I was thinking of both those, thanks man. The speed blaster do I need a special mask to avoid silicosis? I have a beard!
I'm the wrong person to ask ha, I sand blast and paint with no protection,....so dont do what I do. But yea a 3m n95 respirator would be a good idea
Silicosis is only a potential hazard if you use sand for blasting. There is other media you can use such as glass beads, aluminum oxide, 'black beauty' coal slag, etc. Crushed glass is another enonomical choice. I do a lot of sand blasting on my projects with sand. I do wear a supplied air respirator when I do so. The EPA is really cracking down on the use of sand for blasting. I actually had a hard time buying sand for blasting, several local suppliers are either out of have limited stock left. Sandblasting businesses are feeling the hit too. Fortunately, I do have a local supplier which offers an economical alternative to sand, called Jet-blast. It's a synthetic Olivine material (a mineral). About $9 for a 55 lb bag, it's only 2-$3 more than sand. I'll be trying this when my present sand supply runs out. Here's the supplier here in eastern Pa: https://www.escablast.com/blast-media/jet-mag/ If the paint in your engine compartment is in decent condition, you can just degrease and scuff it up with scotch brite. Minor surface rust can be treated with phosphoric acid. I prefer nice clean, blasted, virgin metal before painting on my projects, but sometimes the scotch brite/phosphoric acid treatment will suffice.

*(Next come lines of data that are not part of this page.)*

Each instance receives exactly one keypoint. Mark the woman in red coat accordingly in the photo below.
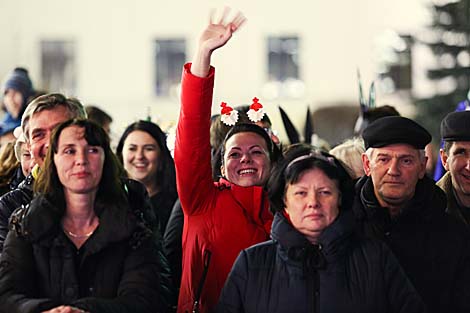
(224, 218)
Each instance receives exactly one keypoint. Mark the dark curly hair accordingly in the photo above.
(166, 174)
(299, 158)
(111, 191)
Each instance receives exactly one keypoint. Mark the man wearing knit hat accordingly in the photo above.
(398, 204)
(17, 89)
(455, 156)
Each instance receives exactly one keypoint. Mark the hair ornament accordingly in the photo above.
(228, 115)
(256, 111)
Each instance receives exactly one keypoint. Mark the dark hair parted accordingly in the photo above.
(273, 151)
(298, 159)
(110, 190)
(166, 175)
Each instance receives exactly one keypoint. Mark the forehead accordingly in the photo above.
(139, 137)
(396, 150)
(71, 134)
(245, 140)
(460, 145)
(49, 117)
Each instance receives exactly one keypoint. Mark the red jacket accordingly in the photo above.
(219, 219)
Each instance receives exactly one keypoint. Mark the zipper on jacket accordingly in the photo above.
(197, 296)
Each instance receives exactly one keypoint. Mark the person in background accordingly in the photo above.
(100, 117)
(145, 156)
(39, 119)
(79, 246)
(223, 218)
(455, 156)
(315, 262)
(350, 153)
(8, 167)
(22, 154)
(17, 90)
(397, 203)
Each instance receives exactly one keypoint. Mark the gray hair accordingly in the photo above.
(49, 102)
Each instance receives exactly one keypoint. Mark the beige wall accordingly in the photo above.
(115, 63)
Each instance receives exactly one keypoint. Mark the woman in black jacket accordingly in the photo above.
(79, 246)
(315, 262)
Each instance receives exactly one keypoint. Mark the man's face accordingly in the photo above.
(457, 162)
(41, 125)
(395, 170)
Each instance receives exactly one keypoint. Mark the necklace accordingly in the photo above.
(68, 232)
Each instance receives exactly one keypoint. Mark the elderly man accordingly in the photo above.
(455, 156)
(399, 205)
(37, 123)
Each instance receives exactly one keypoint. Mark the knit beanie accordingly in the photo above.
(19, 80)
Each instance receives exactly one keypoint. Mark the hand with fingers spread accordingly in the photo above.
(65, 309)
(216, 35)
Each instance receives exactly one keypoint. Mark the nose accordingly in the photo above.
(313, 201)
(82, 158)
(394, 167)
(246, 158)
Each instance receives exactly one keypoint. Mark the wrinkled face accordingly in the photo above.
(395, 170)
(140, 154)
(246, 160)
(40, 126)
(25, 159)
(79, 165)
(458, 163)
(13, 101)
(312, 203)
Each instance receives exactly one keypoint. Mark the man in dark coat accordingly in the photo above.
(398, 204)
(455, 156)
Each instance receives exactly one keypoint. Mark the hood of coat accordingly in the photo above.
(428, 202)
(41, 222)
(333, 242)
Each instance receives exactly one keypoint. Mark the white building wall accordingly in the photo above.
(115, 47)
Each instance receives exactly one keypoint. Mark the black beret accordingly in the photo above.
(456, 126)
(395, 129)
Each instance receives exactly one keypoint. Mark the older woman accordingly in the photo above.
(143, 151)
(219, 219)
(79, 246)
(315, 262)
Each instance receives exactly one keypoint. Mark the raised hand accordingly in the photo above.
(216, 35)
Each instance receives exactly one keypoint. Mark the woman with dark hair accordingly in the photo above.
(220, 219)
(143, 151)
(79, 246)
(315, 262)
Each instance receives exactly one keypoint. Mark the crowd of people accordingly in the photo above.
(236, 221)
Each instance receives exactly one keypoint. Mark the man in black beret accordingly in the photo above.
(455, 156)
(397, 203)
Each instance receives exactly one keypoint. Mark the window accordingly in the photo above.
(58, 68)
(283, 68)
(170, 55)
(395, 62)
(283, 58)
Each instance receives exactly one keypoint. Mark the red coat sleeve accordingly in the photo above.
(192, 149)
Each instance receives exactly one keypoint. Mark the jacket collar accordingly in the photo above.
(332, 243)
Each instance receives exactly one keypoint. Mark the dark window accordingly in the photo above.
(170, 55)
(283, 55)
(58, 67)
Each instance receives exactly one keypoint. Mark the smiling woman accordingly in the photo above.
(145, 156)
(315, 260)
(219, 219)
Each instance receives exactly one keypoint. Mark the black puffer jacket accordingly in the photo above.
(116, 270)
(11, 201)
(431, 246)
(342, 274)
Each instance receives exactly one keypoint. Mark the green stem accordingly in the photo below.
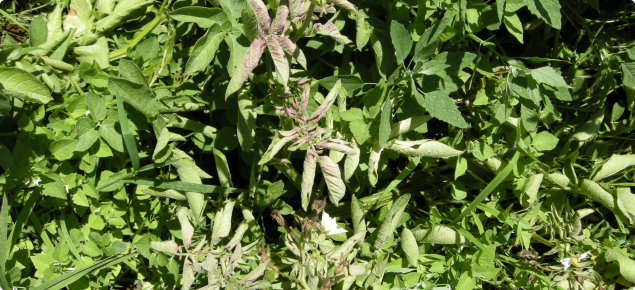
(76, 85)
(305, 24)
(140, 36)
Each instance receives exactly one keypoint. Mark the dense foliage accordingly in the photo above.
(317, 144)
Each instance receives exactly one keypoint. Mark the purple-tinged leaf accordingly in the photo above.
(280, 139)
(278, 25)
(329, 29)
(295, 7)
(279, 59)
(333, 177)
(345, 4)
(262, 16)
(292, 49)
(250, 61)
(326, 104)
(187, 231)
(308, 177)
(337, 145)
(304, 101)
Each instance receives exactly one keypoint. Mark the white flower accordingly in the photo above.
(574, 260)
(330, 226)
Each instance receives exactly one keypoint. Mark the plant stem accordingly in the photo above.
(146, 30)
(305, 24)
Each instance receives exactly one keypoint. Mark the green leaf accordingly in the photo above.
(246, 120)
(96, 106)
(182, 186)
(428, 42)
(401, 40)
(514, 26)
(547, 75)
(130, 71)
(410, 247)
(614, 165)
(333, 177)
(128, 138)
(233, 8)
(136, 95)
(447, 63)
(203, 17)
(548, 10)
(38, 31)
(204, 50)
(222, 167)
(352, 84)
(21, 84)
(438, 235)
(442, 107)
(222, 222)
(97, 52)
(502, 175)
(544, 141)
(62, 281)
(63, 149)
(385, 127)
(465, 282)
(390, 223)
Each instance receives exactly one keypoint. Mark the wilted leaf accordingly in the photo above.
(333, 177)
(249, 62)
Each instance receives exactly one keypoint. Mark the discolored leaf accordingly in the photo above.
(308, 178)
(204, 50)
(279, 59)
(410, 247)
(424, 148)
(187, 231)
(333, 177)
(248, 63)
(262, 16)
(292, 49)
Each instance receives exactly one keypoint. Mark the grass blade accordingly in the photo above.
(490, 187)
(128, 138)
(68, 278)
(183, 186)
(4, 224)
(22, 217)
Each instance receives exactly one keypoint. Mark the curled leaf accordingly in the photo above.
(308, 177)
(292, 49)
(304, 100)
(333, 177)
(373, 163)
(326, 104)
(337, 145)
(279, 59)
(169, 247)
(614, 165)
(408, 125)
(249, 62)
(345, 4)
(329, 29)
(278, 25)
(187, 231)
(424, 148)
(262, 16)
(280, 139)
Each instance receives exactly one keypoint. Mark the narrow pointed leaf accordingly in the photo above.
(249, 62)
(333, 177)
(279, 59)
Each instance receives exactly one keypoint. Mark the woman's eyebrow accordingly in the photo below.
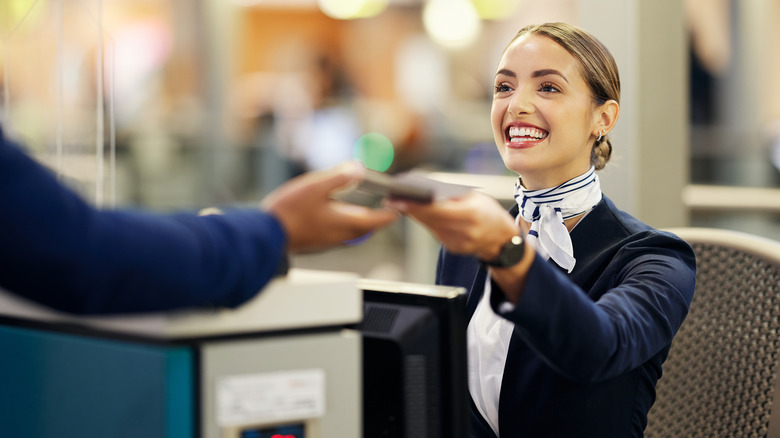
(506, 72)
(536, 74)
(548, 71)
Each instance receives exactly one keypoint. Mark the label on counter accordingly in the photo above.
(270, 397)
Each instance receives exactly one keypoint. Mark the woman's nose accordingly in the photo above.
(520, 103)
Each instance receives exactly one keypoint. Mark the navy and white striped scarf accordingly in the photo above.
(546, 209)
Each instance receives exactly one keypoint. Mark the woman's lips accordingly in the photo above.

Thank you Walt. I could just paint the hard to reach areas but for some reason I seem to be a bare metal guy. OCD is a bitch
Hugger I used the speed blaster this weekend. Nice to use an economical tool that does its job. Thanks
Yea they work pretty well, I've got 3 of them, first two didn't last no time, 3rd one has been fine, probably picked up some moisture or something
I usually use, BX30 it's a fine triple filtered sand, its getting harder to get tho, the black diamond would clog my blaster up
I went at mine with a putty knife first to scrape away the gunk. Then stiff wire brush with purple power and scrubbed everything down really well. Then scuffed down with red scotch brite, reclean, wipe, prep all and paint. No, it wasn't a 100% perfect surface, but I have to think I got it pretty freakin clean.